By IANS,
Mumbai : Overseas investors are continuing to invest in Indian equities markets at a brisk pace with inflows already topping $5.5 billion in under two months of trading of 2012.
The huge inflows have sent valuations of scrips soaring and benchmark indices making double digit gains, but has also now raised fears, that the rally purely being driven by
foreign institutional investors (FIIs) could fizzle out as the fundamentals of the Indian economy have little changed in the past two months.

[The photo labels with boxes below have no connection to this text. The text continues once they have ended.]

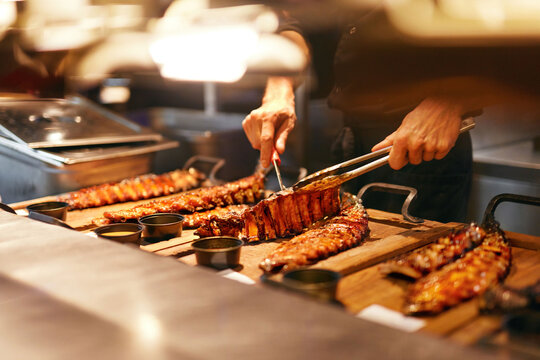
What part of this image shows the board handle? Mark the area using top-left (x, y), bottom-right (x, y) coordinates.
top-left (357, 182), bottom-right (424, 224)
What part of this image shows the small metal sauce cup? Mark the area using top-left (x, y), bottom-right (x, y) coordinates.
top-left (26, 201), bottom-right (69, 221)
top-left (94, 223), bottom-right (143, 243)
top-left (281, 269), bottom-right (341, 302)
top-left (139, 213), bottom-right (184, 241)
top-left (191, 236), bottom-right (244, 270)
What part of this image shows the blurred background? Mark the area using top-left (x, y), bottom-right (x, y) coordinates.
top-left (0, 0), bottom-right (540, 235)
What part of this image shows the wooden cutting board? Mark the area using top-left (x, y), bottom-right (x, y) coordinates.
top-left (12, 193), bottom-right (540, 350)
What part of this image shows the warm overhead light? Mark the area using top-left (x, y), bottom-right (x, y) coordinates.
top-left (150, 25), bottom-right (259, 82)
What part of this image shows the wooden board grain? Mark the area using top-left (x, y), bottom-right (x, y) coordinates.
top-left (160, 209), bottom-right (462, 281)
top-left (15, 188), bottom-right (540, 344)
top-left (338, 247), bottom-right (540, 343)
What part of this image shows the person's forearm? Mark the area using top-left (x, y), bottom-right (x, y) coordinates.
top-left (262, 76), bottom-right (294, 106)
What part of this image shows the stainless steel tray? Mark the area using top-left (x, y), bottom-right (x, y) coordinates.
top-left (0, 96), bottom-right (162, 149)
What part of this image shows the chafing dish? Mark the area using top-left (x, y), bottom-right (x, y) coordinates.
top-left (0, 97), bottom-right (178, 203)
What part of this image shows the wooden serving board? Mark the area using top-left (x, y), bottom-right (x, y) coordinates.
top-left (11, 195), bottom-right (540, 350)
top-left (141, 209), bottom-right (462, 281)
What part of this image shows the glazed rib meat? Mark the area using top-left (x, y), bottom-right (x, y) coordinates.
top-left (379, 224), bottom-right (486, 279)
top-left (58, 168), bottom-right (205, 210)
top-left (93, 173), bottom-right (264, 225)
top-left (405, 232), bottom-right (511, 314)
top-left (259, 197), bottom-right (369, 272)
top-left (196, 188), bottom-right (340, 241)
top-left (182, 204), bottom-right (249, 229)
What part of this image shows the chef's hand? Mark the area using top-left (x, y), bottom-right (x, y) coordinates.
top-left (371, 97), bottom-right (463, 170)
top-left (242, 78), bottom-right (296, 167)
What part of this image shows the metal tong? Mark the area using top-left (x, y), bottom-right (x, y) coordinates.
top-left (292, 117), bottom-right (476, 191)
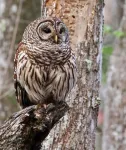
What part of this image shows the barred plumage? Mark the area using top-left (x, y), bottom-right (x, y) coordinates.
top-left (14, 18), bottom-right (76, 108)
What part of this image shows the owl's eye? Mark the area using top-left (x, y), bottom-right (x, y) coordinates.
top-left (59, 27), bottom-right (65, 34)
top-left (42, 27), bottom-right (51, 34)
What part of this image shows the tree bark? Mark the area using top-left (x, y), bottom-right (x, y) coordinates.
top-left (103, 0), bottom-right (126, 150)
top-left (0, 103), bottom-right (68, 150)
top-left (42, 0), bottom-right (103, 150)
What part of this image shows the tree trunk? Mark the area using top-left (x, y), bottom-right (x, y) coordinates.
top-left (103, 0), bottom-right (126, 150)
top-left (0, 0), bottom-right (40, 125)
top-left (42, 0), bottom-right (103, 150)
top-left (0, 103), bottom-right (68, 150)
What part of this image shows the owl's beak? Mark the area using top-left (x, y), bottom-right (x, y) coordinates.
top-left (54, 35), bottom-right (58, 43)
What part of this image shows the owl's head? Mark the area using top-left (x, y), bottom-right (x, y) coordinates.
top-left (23, 18), bottom-right (69, 44)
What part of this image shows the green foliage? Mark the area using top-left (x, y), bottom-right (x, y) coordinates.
top-left (113, 30), bottom-right (126, 38)
top-left (102, 46), bottom-right (113, 56)
top-left (102, 25), bottom-right (126, 83)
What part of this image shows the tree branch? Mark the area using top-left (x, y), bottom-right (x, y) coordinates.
top-left (0, 102), bottom-right (69, 150)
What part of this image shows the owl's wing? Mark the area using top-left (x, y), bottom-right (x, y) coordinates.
top-left (14, 43), bottom-right (33, 108)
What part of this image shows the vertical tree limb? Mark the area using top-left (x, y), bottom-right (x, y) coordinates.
top-left (42, 0), bottom-right (103, 150)
top-left (0, 103), bottom-right (68, 150)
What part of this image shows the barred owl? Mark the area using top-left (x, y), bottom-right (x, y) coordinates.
top-left (14, 18), bottom-right (76, 108)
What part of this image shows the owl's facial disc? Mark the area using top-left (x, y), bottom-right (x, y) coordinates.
top-left (58, 23), bottom-right (68, 43)
top-left (37, 22), bottom-right (54, 40)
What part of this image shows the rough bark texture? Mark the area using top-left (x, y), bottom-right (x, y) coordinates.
top-left (0, 0), bottom-right (40, 125)
top-left (0, 103), bottom-right (68, 150)
top-left (42, 0), bottom-right (103, 150)
top-left (103, 0), bottom-right (126, 150)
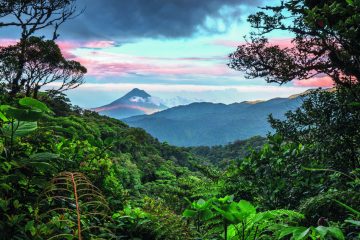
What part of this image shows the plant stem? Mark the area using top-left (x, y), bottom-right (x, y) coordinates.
top-left (71, 173), bottom-right (82, 240)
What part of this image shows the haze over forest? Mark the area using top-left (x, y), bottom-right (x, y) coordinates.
top-left (0, 0), bottom-right (360, 240)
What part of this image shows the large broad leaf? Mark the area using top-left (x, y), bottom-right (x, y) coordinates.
top-left (19, 97), bottom-right (51, 113)
top-left (237, 200), bottom-right (256, 216)
top-left (0, 112), bottom-right (9, 122)
top-left (328, 227), bottom-right (345, 240)
top-left (183, 209), bottom-right (196, 217)
top-left (200, 209), bottom-right (214, 221)
top-left (5, 121), bottom-right (37, 137)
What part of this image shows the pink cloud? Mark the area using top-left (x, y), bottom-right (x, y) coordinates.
top-left (212, 38), bottom-right (293, 48)
top-left (75, 53), bottom-right (234, 77)
top-left (84, 41), bottom-right (115, 48)
top-left (294, 76), bottom-right (334, 87)
top-left (0, 38), bottom-right (18, 47)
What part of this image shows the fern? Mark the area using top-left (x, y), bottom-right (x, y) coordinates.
top-left (39, 172), bottom-right (113, 240)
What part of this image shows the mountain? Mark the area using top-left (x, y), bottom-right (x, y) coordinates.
top-left (123, 95), bottom-right (302, 146)
top-left (92, 88), bottom-right (167, 119)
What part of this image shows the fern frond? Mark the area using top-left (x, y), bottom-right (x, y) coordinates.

Ofcourse inflation, a big worry has come under control. According to latest data, India’s annual inflation was at 6.55 percent in January. Also the rupee which had declined sharply against the US dollar in December has now stabilised.
These factors were actually what helped overseas funds to start pouring into Indian markets in a big way.
According to data available with the Securities and Exchange Board of India (SEBI), FIIs have were net buyers in January to the tune of $2.03 billion. Last week saw them pump in over $698 million into equities taking the total for February to more than $3.51 billion.
The benchmark indices in the same period have rallied smarlty.
The 30-scrip sensitive index (Sensex) of the Bombay Stock Exchange (BSE) gained 2,468 points or 16 percent to close Friday at 17,923.57 points, compared to the Dec 30 closing figure of 15,454.92 points.
At the National Stock Exchange, the 50-scrip S&P CNX Nifty moved up 17 percent or 805 points in the two months of 2012 and closed Feb 24 at 5,429.3 points, as against the closing figure of the last trading day of 2011.
FIIs were far from optimistic about Indian stocks last year as the economy showed signs of slowdown and interest rates shot up after the RBI hiked key interest rates 13 successive times to tame inflation.
FIIs’ net sales were worth $357.8 million in equity in the last year, a far cry from the record $28.83 billion they pumped into the Indian markets in 2010.
But analysts are divided over how long the present rally can be sustained given the fact it is majorly driven by foreign money.
“The rally of the past two months now appear to be maturing. Key factors to watch out for would be the Iran imbroglio and its impact on crude oil price, the outcome of state elections and finally, the budget in mid-march,” said Sanjeev Zarbade, vice president, private client group research at Kotak Securities.
The Euro zone’s financial crisis and how member countries manage their debt restructuring will also be of crucial importance.